- Rated NR
Reviewed by Andy Kurtz
rom the moment he put a shotgun in his mouth and pulled the trigger at the tender age of 27, Kurt Cobain, the lead singer and songwriter of the rock band Nirvana, has been mythologized to an almost ridiculous extent. Not to say that the man was not talented – he was very much so. Cobain nearly single-handedly saved us from the mediocrity and preposterousness of 80’s hair metal pop music with his own unique punk/pop rock sound. But before and since his death, Cobain has been the subject of overzealous media hype that has generated everything from ludicrous conspiracy theories to unbridled worship or hatred of the man.
Now comes AJ Schnack’s refreshingly honest look at this man’s life in “Kurt Cobain: About a Son.” Eschewing the standard documentary model of interviewing personal or professional peers to provide insight into a subject, “About a Son” is completely narrated by Cobain himself utilizing interviews recorded before his death. The result is a somewhat eerie but revealing and intimate first-hand account of the man’s life growing up in the northwestern United States.
Schnack divides the film in three chapters – first documenting Cobain’s childhood in the logging town of Aberdeen, then moving on to his emergence and growth as an artist in the more bohemian Olympia, and finally his later life in Seattle. Although the chapters are similar in tone, each portion, through Cobain’s narration and Schnack’s sobering views into modern-day life in these areas, affectively provides insight into the life of a man who ambivalently, and often rather humorously, guides us through his experiences in each town.
One aspect of the film that may disappoint some fans is the complete absence of any Nirvana songs in the movie. When one goes to a documentary on the life of Kurt Cobain, they would reasonably expect this. Schnack, however, forgoes this tempting cliché and infuses his film with music that inspired Cobain throughout his life. The result is an even more personal and informative portrait of what drove Cobain as an artist.

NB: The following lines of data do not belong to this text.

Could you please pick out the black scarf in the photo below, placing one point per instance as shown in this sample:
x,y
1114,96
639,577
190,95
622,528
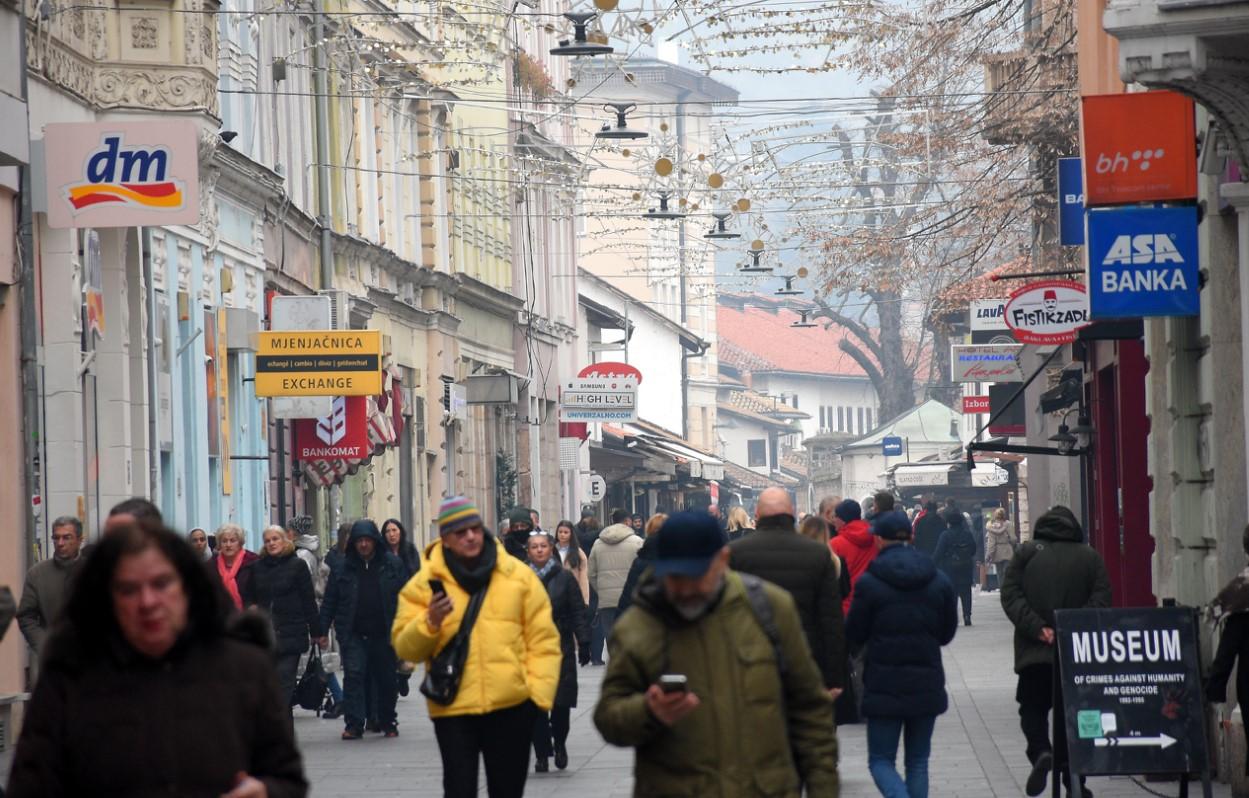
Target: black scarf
x,y
476,576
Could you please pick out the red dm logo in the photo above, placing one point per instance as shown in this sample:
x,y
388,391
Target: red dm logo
x,y
129,176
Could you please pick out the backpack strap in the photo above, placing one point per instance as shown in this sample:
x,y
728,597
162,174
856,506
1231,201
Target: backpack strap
x,y
763,615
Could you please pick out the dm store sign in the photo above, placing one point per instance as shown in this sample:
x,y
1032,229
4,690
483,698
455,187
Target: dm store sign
x,y
1143,262
121,174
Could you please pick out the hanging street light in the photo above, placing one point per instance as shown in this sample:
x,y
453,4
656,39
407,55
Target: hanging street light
x,y
756,266
580,44
621,130
720,230
663,210
803,321
788,290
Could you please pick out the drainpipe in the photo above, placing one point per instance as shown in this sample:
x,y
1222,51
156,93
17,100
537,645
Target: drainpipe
x,y
145,264
321,89
33,441
681,270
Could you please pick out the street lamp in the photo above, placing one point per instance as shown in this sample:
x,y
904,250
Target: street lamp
x,y
756,266
621,130
788,290
720,230
580,44
663,210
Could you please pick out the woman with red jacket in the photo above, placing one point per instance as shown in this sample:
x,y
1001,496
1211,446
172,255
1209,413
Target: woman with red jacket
x,y
853,543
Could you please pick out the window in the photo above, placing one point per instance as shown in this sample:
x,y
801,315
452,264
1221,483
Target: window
x,y
757,453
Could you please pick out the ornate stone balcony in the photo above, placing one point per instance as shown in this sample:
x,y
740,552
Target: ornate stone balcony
x,y
159,55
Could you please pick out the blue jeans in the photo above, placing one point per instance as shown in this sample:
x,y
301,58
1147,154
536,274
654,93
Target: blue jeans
x,y
882,754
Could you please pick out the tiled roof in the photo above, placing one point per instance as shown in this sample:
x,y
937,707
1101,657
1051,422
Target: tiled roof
x,y
752,339
763,405
983,287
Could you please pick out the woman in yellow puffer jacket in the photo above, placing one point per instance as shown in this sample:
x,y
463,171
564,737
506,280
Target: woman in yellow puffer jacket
x,y
512,666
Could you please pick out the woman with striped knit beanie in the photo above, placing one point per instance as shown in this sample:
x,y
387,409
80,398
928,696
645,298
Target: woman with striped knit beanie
x,y
512,665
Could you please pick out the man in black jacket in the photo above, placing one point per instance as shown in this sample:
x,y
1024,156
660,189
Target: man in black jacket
x,y
1056,570
360,601
777,553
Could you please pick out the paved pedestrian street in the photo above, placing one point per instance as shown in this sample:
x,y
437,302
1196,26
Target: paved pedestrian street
x,y
978,751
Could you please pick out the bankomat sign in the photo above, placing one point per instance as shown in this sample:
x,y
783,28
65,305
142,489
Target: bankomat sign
x,y
121,174
1143,261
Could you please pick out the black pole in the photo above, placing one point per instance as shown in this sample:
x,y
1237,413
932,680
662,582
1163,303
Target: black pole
x,y
281,472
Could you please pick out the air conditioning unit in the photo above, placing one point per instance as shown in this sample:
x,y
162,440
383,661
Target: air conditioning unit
x,y
340,309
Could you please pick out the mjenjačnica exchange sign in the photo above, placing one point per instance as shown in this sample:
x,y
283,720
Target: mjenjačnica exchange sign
x,y
319,362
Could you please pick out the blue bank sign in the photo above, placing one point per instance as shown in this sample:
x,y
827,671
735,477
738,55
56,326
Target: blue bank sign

Like Kurt Cobain himself, people are probably either going to like this movie or they’re going to hate it. The style of having Cobain’s interview recordings narrate the film is at first a bit off-putting. Not only is hearing the voice of a dead man a bit macabre, it initially seems choppy and random. Most viewers shouldn’t take long adjusting, however, provided Cobain’s voice doesn’t begin to grate on them too much – the man was no James Earl Jones after all. If the adjustment is made, though, there is much to discover.